By Michael Marr
Expert Author
Article Date: 2010-08-03
In relational database design, we rely on keys in one table to relate to the primary keys of another. The InnoDB engine takes this concept and supplies the Foreign Key constraint to keep our relationships healthy and strong. It's truly a relationship miracle-worker. Eat your heart out, Dr. Phil.
We might have some tables that look something like this:
mysql>DESCRIBE widgets;
+----------+------------------+------+-----+---------+----------------+
| Field | Type | Null | Key | Default | Extra |
+----------+------------------+------+-----+---------+----------------+
| widgetid | int(10) unsigned | NO | PRI | NULL | auto_increment |
| name | varchar(55) | NO | | NULL | |
| task | tinytext | NO | | NULL | |
+----------+------------------+------+-----+---------+----------------+
3 rows in set (0.00 sec)
mysql>DESCRIBE widget_parts;
+----------+------------------+------+-----+---------+----------------+
| Field | Type | Null | Key | Default | Extra |
+----------+------------------+------+-----+---------+----------------+
| partid | int(10) unsigned | NO | PRI | NULL | auto_increment |
| widgetid | int(10) unsigned | NO | | NULL | |
| name | varchar(55) | NO | | NULL | |
+----------+------------------+------+-----+---------+----------------+
3 rows in set (0.00 sec)
In this example, we have the widget_parts table relating to the widgets table. As parts are added to the widget_parts table, they are related to a particular widget via the widgetid column. For example:
mysql>SELECT * FROM widgets;
+----------+------------------------+----------------+
| widgetid | name | task |
+----------+------------------------+----------------+
| 7 | Bender's Widget | hate humans |
+----------+------------------------+----------------+
| 12 | Dr. Phil's Widget | watch Dr. Phil |
+----------+------------------------+----------------+
| 51 | Nicholas Cage's widget | be boring |
+----------+------------------------+----------------+
1 row in set (0.00 sec)
mysql>SELECT * FROM widget_parts WHERE widgetid=12;
+--------+----------+------------+
| partid | widgetid | name |
+--------+----------+------------+
| 92 | 12 | television |
| 107 | 12 | earplugs |
| 132 | 12 | blindfold |
| 197 | 12 | vodka |
+--------+----------+------------+
3 rows in set (0.00 sec)
However, let's say we do the following:
mysql>DELETE FROM widgets WHERE task='watch Dr. Phil';
Thankfully, we can easily delete the widget that might watch Dr. Phil on our behalf. We wouldn't want to miss ANY episodes. However, now we have a small problem with our widget_parts table. All of the parts that were set aside to make the Dr. Phil widget work are now orphaned, and still exist in the widgets_part table.

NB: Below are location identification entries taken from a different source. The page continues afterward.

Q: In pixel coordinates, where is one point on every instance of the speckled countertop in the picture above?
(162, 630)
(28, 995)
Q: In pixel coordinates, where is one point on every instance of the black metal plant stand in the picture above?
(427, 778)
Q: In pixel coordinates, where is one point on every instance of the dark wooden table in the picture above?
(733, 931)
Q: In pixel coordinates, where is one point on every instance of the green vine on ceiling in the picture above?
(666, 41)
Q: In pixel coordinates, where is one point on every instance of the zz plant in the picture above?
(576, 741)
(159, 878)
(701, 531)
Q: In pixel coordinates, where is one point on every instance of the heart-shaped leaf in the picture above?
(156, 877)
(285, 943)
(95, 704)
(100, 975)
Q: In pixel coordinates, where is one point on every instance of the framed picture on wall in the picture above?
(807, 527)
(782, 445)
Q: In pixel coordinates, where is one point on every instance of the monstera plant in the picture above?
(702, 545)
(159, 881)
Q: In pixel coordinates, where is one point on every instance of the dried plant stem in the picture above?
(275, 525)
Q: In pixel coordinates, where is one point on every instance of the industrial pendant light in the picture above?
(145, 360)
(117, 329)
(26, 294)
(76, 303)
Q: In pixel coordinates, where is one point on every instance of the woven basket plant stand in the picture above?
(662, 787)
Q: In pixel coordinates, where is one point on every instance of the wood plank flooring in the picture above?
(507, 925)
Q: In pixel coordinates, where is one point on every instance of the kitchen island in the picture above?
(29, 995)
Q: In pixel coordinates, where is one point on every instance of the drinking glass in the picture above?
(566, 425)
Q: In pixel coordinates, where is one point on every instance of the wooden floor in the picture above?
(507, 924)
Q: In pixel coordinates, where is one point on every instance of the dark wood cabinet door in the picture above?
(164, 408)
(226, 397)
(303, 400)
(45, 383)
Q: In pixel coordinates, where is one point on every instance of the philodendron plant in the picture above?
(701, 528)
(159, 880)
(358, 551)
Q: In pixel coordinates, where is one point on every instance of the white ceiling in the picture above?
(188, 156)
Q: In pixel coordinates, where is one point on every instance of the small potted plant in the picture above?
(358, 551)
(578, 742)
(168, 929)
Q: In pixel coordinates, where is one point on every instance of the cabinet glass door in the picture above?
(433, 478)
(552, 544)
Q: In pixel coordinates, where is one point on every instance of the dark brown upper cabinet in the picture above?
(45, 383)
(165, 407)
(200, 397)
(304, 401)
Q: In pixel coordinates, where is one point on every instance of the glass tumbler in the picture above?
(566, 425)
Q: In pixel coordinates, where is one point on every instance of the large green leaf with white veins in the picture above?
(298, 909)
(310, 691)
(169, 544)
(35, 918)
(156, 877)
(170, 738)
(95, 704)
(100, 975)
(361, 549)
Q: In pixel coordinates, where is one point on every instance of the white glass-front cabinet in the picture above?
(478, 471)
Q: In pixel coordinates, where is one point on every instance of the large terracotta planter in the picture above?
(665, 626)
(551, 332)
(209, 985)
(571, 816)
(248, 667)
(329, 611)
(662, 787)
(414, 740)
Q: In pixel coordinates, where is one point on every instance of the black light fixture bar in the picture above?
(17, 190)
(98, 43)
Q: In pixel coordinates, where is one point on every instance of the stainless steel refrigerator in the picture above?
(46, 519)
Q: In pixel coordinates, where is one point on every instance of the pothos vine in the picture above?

If we were using InnoDB Foreign Keys, this could be handled much more gracefully. First, we would need to define the Foreign Key at creation:
CREATE TABLE widget_parts (
partid INT(10) UNSIGNED NOT NULL AUTO_INCREMENT,
widgetid INT(10) UNSIGNED NOT NULL,
name varchar(55) NOT NULL,
PRIMARY KEY(`partid`),
FOREIGN KEY(`widgetid`) REFERENCES `widgets`(`widgetid`)
ON DELETE CASCADE
) ENGINE=INNODB;
The FOREIGN KEY instruction is pretty simple. First, you specify the column that is the foreign key, followed by what key it is referencing. In this case, we're referencing the widgetid column in the widgets table.
After we specify what column is related to a foreign column, we then determine what we should do in order to retain data integrity. In the example above, we have chosen to cascade deletions. This means when we run our DELETE statement from above, the changes will cascade down into any table with a foreign key referencing the deleted widgetid. Thus, the rows in widget_parts with the widgetid of 12 will be deleted when we remove the widget from the widgets table.
When specifying a Foreign Key, you have to specify not only what to do ON DELETE, but also what to do ON UPDATE. Failing to specify forces the default action of RESTRICT. With RESTRICT, the DELETE statement we ran above would not be permitted. In our CREATE statement above, we failed to specify an ON UPDATE action, and thus any statement we ran that attempted to modify the widgetid would be restricted and fail. If we chose to CASCADE changes ON UPDATE, then statements modifying the widgetid would cascade down and change the referencing column in widget_parts.
Keep your relationships strong with Foreign Keys and InnoDB!